The practice of organizing “pandemic pods,” in which parents team up with other families in their neighborhoods or social circles to hire teachers for their children, is getting more and more popular by the minute.

With many school districts around the country planning not to reopen classrooms this fall—or, at best, planning to offer some combination of virtual and in-class instruction—families are clamoring to secure education consistency for their children as the school year quickly approaches.

So what, exactly, do these pods look like?

Families work together to recruit teachers that they pay out-of-pocket to teach small groups—“pods”—of children. It’s a way for clusters of students to receive professional instruction for several hours each day.

Some parents are using their pod arrangements to hire teachers who will supplement the online classes being provided by their school districts.

As Laura Meckler and Hannah Natanson of The Washington Post observe, pandemic pods are “a 2020 version of the one-room schoolhouse, privately funded.”

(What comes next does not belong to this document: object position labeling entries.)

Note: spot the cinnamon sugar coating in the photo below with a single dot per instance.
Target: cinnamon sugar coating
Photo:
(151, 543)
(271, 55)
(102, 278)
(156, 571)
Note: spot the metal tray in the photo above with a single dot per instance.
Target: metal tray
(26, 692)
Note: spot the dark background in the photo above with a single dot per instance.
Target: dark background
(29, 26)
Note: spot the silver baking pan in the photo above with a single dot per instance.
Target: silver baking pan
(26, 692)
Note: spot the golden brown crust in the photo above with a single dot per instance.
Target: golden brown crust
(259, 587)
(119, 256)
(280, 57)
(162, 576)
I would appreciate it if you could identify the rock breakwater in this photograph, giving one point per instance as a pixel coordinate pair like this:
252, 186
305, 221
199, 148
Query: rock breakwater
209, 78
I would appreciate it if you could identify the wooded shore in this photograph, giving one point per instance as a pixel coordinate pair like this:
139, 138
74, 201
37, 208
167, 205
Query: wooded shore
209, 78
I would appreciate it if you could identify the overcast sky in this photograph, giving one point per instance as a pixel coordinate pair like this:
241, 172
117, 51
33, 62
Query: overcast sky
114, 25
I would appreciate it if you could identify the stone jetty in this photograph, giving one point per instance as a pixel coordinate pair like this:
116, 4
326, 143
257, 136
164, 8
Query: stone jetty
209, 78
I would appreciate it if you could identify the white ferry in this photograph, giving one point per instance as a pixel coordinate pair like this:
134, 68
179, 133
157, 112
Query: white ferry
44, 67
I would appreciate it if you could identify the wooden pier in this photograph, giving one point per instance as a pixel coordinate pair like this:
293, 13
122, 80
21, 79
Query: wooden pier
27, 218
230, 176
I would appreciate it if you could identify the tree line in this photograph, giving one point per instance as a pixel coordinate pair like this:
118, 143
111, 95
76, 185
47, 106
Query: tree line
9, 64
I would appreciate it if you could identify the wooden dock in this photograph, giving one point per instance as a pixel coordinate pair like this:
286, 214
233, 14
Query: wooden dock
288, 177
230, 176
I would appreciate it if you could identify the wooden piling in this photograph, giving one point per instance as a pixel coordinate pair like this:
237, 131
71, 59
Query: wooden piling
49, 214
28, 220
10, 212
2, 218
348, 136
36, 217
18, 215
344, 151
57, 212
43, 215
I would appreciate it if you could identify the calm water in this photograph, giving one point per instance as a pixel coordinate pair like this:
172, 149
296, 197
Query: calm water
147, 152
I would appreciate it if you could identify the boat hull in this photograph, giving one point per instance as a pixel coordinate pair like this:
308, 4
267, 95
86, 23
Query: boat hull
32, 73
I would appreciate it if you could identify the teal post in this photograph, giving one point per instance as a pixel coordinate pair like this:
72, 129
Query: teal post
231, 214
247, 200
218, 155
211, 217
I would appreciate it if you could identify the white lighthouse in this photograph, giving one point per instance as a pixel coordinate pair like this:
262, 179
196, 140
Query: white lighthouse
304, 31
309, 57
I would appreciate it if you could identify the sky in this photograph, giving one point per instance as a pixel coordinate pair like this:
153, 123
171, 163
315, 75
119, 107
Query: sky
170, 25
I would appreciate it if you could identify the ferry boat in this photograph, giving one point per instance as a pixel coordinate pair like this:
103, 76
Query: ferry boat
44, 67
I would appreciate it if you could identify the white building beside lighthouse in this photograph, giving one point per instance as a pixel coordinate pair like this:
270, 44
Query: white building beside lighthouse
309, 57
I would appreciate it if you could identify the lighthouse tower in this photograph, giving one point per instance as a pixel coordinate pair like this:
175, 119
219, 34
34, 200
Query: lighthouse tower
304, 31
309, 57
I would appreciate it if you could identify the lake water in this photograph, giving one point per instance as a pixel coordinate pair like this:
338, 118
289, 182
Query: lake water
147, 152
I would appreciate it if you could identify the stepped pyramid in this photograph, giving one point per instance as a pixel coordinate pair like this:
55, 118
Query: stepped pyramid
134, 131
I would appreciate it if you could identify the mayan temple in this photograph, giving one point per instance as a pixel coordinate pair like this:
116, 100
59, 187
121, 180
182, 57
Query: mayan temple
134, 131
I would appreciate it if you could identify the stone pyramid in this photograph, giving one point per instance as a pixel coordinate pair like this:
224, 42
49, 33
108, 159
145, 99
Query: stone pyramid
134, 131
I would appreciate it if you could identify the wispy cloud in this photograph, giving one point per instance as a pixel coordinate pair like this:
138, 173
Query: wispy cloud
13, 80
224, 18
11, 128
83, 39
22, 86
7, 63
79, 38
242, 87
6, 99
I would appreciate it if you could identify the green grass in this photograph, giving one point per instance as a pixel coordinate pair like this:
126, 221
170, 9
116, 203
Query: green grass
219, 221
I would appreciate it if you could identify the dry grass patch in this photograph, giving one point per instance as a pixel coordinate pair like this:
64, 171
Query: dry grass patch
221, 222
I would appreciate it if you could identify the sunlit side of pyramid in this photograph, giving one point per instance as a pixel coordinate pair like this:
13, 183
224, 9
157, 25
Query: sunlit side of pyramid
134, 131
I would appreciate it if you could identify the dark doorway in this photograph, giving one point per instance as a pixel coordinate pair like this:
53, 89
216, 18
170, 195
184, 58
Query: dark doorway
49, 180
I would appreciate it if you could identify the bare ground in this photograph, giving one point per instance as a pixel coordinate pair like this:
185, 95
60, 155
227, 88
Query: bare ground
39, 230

In the case of one northern Virginia family that Meckler and Natanson profiled, the parents pay around $500 per month to get in on an arrangement with other families in their neighborhood to share a teacher they are hiring for their pod of children.

As one mother named J Li wrote in a viral Facebook post last week, thousands of parents are “scrambling” to form pods through “an absolute explosion of Facebook groups, matchups, spreadsheets, etc.”

J Li describes the pod phenomenon as “clusters of three to six families with similar aged (and sometimes same-school) children co-quarantined with each other, who hire one tutor for in-person support for their kids.” The tutor may serve as a full-time teacher for the pod of students, or may only teach on a part-time basis or outdoor classes.

“Suddenly teachers who are able to co-quarantine with a pod are in incredible demand,” J Li said.

One pod tutor interview by Meckler and Natanson, Christy Kian from Broward County, Florida, formerly a private-school teacher, said she will earn more this year teaching two families (with four total children) than she did in her prior teaching position.

She said as soon as she had set up the arrangement with those two families, she was immediately contacted by five others.

As noted by J Li:

This is maybe the fastest and most intense, purely grassroots [sic], economic hard pivot I’ve seen, including the rise of the masking industry a few months ago. Startups have nothing compared to thousands of moms on Facebook trying to arrange for their kids’ education in a crisis with zero school-district support.

I swear that in a decade they are going to study this… trends that would typically take months or years to form are developing on the literal scale of hours.

The pods approach is analogous to microschooling, which only recently, through providers like Prenda, had started to take root. Similar to homeschooling co-ops, microschools allow small groups of students to work together in flexible learning environments alongside older and younger students, sharing resources and teachers.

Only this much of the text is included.